🤖 AI Summary
Existing evaluation methods for generative models often rely on assumptions about the true data density, require auxiliary pretrained models, or depend on handcrafted feature engineering. To address these limitations, we propose PQMass—a nonparametric, likelihood-free evaluation framework that makes no assumptions about the functional form of the underlying density and requires no external models or feature extraction. PQMass adaptively partitions the multidimensional sample space into bins, estimates probability mass distributions over these bins for both real and generated data, and quantifies their discrepancy via a multivariate chi-square test, yielding a statistically rigorous p-value. This is the first approach to unify spatial binning with chi-square testing for joint assessment of generative model quality, novelty, and diversity. Theoretically grounded and plug-and-play, PQMass demonstrates empirical effectiveness on multimodal and medium-to-high-dimensional datasets without dimensionality reduction, feature engineering, or prohibitive computational overhead.
📝 Abstract
We propose a likelihood-free method for comparing two distributions given samples from each, with the goal of assessing the quality of generative models.
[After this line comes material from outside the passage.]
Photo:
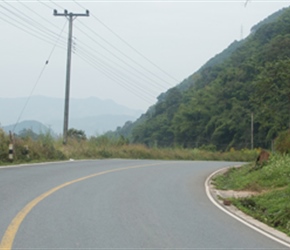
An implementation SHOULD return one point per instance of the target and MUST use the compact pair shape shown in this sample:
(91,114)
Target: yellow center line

The proposed approach, PQMass, provides a statistically rigorous method for assessing the performance of a single generative model or the comparison of multiple competing models. PQMass divides the sample space into non-overlapping regions and applies chi-squared tests to the number of data samples that fall within each region, giving a p-value that measures the probability that the bin counts derived from two sets of samples are drawn from the same multinomial distribution. PQMass does not depend on assumptions regarding the density of the true distribution, nor does it rely on training or fitting any auxiliary models. We evaluate PQMass on data of various modalities and dimensions, demonstrating its effectiveness in assessing the quality, novelty, and diversity of generated samples. We further show that PQMass scales well to moderately high-dimensional data and thus obviates the need for feature extraction in practical applications.